The GDPR is Nearly Here

Business Insights
11/04/2018

The GDPR is nearly here, due to come into force on 25th May, yet many businesses are not ready, and many others haven’t even started to prepare.


The EU General Data Protection Regulation (GDPR) replaces the Data Protection Directive 95/46/EC and was designed to harmonize data privacy laws across Europe, to protect and empower all EU citizens’ data privacy and to reshape the way organizations across the region approach data privacy.


Many of the reasons companies haven’t got to grips with preparing for the new legislation is an assumption that it doesn’t apply to them. They see themselves as being too small, not doing business with the EU, able to rely on existing data protection legislation, or perhaps just assume that as we are leaving the EU the rules won’t apply.


None of these assumptions are true, the regulations will apply to every business no matter how large or small, and whether they trade with Europe or not. So if you haven’t got your ducks in row you need to make a start.


The idea that smaller businesses don’t need to comply may have arisen because, the GDPR does include an exemption in relation to record keeping for smaller businesses (those with under 250 employees) but it does not exempt them from compliance with all the other aspects of the regulation.


Many of the GDPR’s main concepts and principles are much the same as those in the current Data Protection Act (DPA), so if you are complying with the current law then most of your approach to compliance will remain valid under the GDPR and can be a starting point to build from. However, there are new elements and significant enhancements, so you will have to do some things for the first time and some things differently.


The first step all businesses should be undertaking is to first understand what data it needs to protect and how it flows through their business.


On the whole, the rights individuals will enjoy under the GDPR are the same as those under the DPA but with some significant enhancements. If you are geared up to give individuals their rights now, then the transition to the GDPR should be relatively easy. This is a good time to check your procedures and to work out how you would react if someone asks to have their personal data deleted, for example. Would your systems help you to locate and delete the data?

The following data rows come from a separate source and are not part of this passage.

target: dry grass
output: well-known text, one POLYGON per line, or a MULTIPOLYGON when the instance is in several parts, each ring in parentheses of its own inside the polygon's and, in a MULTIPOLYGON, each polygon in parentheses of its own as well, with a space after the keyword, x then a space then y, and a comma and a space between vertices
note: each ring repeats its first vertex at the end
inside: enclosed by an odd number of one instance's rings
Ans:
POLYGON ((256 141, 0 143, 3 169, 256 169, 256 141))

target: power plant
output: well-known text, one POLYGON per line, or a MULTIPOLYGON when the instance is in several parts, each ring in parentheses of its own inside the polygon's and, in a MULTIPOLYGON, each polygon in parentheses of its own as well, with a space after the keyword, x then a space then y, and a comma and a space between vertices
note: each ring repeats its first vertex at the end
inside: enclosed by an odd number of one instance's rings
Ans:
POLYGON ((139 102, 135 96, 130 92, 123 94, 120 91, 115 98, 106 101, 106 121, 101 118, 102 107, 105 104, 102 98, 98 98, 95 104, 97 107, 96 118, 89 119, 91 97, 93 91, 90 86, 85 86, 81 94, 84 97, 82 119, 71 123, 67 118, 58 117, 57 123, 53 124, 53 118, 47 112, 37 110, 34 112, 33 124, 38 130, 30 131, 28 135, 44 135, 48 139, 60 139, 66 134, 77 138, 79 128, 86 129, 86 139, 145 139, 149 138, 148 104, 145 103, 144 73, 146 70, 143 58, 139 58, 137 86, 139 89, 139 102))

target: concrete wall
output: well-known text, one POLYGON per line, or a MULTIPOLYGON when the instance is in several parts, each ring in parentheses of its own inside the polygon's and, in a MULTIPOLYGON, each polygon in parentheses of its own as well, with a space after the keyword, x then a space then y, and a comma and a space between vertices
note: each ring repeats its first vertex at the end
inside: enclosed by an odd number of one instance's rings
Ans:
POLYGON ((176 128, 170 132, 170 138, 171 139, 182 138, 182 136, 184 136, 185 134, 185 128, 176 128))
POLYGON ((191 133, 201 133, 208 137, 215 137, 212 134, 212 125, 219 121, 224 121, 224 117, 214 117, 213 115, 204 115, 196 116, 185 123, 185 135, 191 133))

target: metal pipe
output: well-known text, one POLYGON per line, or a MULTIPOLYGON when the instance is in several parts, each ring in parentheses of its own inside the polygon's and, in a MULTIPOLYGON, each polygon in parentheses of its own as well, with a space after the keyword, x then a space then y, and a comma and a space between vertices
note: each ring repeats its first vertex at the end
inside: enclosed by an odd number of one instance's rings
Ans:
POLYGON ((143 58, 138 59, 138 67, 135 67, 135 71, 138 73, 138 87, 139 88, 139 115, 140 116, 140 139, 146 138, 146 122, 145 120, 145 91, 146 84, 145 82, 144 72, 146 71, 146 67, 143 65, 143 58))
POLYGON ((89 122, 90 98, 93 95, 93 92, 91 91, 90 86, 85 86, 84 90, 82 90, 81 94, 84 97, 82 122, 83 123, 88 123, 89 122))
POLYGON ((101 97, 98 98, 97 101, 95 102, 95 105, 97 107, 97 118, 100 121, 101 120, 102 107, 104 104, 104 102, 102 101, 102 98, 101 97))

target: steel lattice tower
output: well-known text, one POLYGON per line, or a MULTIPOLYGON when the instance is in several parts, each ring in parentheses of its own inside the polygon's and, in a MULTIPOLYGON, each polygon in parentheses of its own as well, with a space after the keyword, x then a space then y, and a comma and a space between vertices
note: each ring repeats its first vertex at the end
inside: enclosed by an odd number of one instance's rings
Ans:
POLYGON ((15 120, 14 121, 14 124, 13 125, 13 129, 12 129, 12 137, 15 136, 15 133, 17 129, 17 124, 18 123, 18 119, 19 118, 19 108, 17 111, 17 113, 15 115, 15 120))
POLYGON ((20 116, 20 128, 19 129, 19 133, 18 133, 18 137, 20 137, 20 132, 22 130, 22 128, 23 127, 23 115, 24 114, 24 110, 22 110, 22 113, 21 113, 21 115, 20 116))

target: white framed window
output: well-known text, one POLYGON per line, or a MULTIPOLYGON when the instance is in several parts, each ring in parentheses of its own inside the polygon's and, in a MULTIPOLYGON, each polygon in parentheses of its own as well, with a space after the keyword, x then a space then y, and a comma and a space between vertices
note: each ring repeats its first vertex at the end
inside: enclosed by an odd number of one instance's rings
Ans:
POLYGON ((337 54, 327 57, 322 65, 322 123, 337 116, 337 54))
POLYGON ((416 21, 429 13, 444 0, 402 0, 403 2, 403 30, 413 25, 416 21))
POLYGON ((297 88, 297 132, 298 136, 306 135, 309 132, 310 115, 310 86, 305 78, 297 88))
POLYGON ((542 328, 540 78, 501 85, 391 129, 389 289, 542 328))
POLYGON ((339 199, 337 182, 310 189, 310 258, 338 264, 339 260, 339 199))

Who will make the decisions about deletion?


The GDPR includes the following rights for individuals:

  • the right to be informed;
  • the right of access;
  • the right to rectification;
  • the right to erasure;
  • the right to restrict processing;
  • the right to data portability;
  • the right to object;
  • the right not to be subject to automated decision-making including profiling.


It is not uncommon for a business’s systems and software used for handling data to have been installed, as and when required, over time in a rather haphazard fashion. This can make it difficult to establish who can access the data, how they do it and why.


However, one of the central purposes of the GDPR is to ensure that only people who absolutely need to access and process an individual’s personal data can do so.


For example you may have a record of someone’s name, address and contact details through doing business with them at various times, but are they a supplier, a customer or even a rival business? But not everyone in your business needs access to those details, so GDPR will put an obligation on you to regulate access to that information, which may mean that it needs to be encrypted.


You should designate someone to take responsibility for data protection compliance and assess where this role will sit within your organisation’s structure and governance arrangements, it is not always necessary to appoint a Data Protection Officer (DPO) as such, but someone in authority must take responsibility for compliance.


You must designate a DPO if you are a public authority (except for courts acting in their judicial capacity), an organisation that carries out the regular and systematic monitoring of individuals on a large scale, or an organisation that carries out the large scale processing of special categories of data, such as health records, or information about children.


There is plenty of help and advice particularly from the Information Commissioner’s Office (ICO) and specialist advisors, some of whom offer on-line platforms, the key thing is to make a start, if you haven’t already…..…..now!